For those who don’t already know, baseball is my life.
One summer evening, my friend Stacey asked if I wanted to attend a Chicago Cubs game with her. For the record, Stacey and I are huge White Sox fans, but her mom got free tickets from work so I casually agreed. Only later did I fully realize the brevity of my actions. I, Emily Kondras, die hard White Sox fan would be entering an arena which the enemy, the Chicago Cubs, called home and which would most likely be crawling with mindless Cubs fans. I began to panic slightly, but my die hard White Sox father encouraged me saying “It’s fun to laugh at them” and “They’re just drunk losers”. The dreaded day finally came. I was deciding what to wear because I wanted to make sure I did not look affiliated with the Cubs in any possible way. My final choice was a shirt with the face of beloved Cubs announcer, Harry Caray. Above his face were the words “Holy crap” and below it, “Cubs Still Suck!” I felt this suited me perfectly, because it was like I was RickRolling Cubs fans. Unsuspecting Cubbies would see the picture and think “Oh, sweet! Harry Caray is awesome! I’m drunk!” and then they’d read the whole shirt and I’d be like “GOTCHA BITCH!”. And instead of being happily surprised by Rick Astley’s big black man voice it would be like I was slapping them in the face. Great success. My friends and I took the bus down to Wrigley Field to avoid mindless Cubs fan traffic and fifty dollar parking fees. I took a deep breath as I stepped on the bus, immediately enveloped in a sea of red and blue. It was a shock to my senses and I felt sick to my stomach. As I sat with my friends, I felt as if I was spying on the enemy, an agent on a secret mission to infiltrate the adversary’s deepest ranks. I felt that at any point a Cubs fan would comprehend that I was one that did not belong, discovering my true indentity. It went down like this in my head.
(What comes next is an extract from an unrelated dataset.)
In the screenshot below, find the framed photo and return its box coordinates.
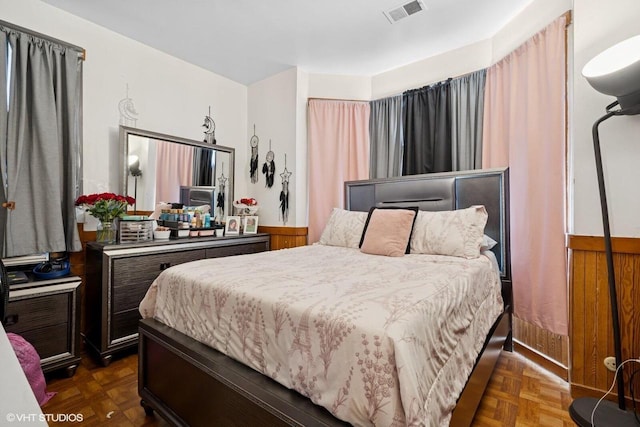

Drunk Cubs Fan: “Hey! You’re not a Cubs fan! Your shirt just insulted me!”
Me: “Uhhh…”
DCF: “Are you wearing a wire?”
Me: *whispering into small microphone underneath my insulting t-shirt* “Mission has been compromised. Abort!”
While in real life it may or may not have gone down like that, my friends and I did make it all the way to the stadium without a hitch.
Now, as much as I would love to say the Wrigley Field was the worst place I’ve ever been in my life… it surprisingly was not. I mean, if you took out all the obnoxious Cubs fans and cleaned the place up a bit, it would actually be a decent ballpark. That being said, the obnoxious Cubs fans ruined it from the very start. The Cubs are so mainstream, it actually hurts me. Every single Cubs player had a top forty song as their batting music.
No thank you, Marlen Byrd, I would not like to Get Like You. The perpetually losing, injury-ignoring, and fratboy-adored Cubs deliberately create a fan base of the upper class. Their “fans” are yuppies who can afford ninety dollar tickets which we got for free. When I looked around me from my seat at Wrigley Field, I saw a sea of white dressed in red and blue. And the worst part was, the fans don’t even pay attention to the game. I mean really pay attention, living or dying by each pitch like White Sox fans do. The Cubs fans cheered EVERYTHING that happened, as if they won the World Series. I guess that’s what happens to fans of a team that hasn’t won in 102 years. And even worse than that, Cubs fans cheer their team when they screw up. They think it’s cute to lose. What else could possibly explain the nickname “Lovable Losers”? Now, this has quickly turned from a narrative about my first (and hopefully only) trip to Wrigley Field to a Cubs ranting session. Well hating the Cubs is a part of who I am, as a White Sox fan, as the daughter of working Chicago citizens. Sure, my trip to Wrigley wasn’t as traumatizing as I make it seem (even though the Cubs did win) but it certainly was an experience for me.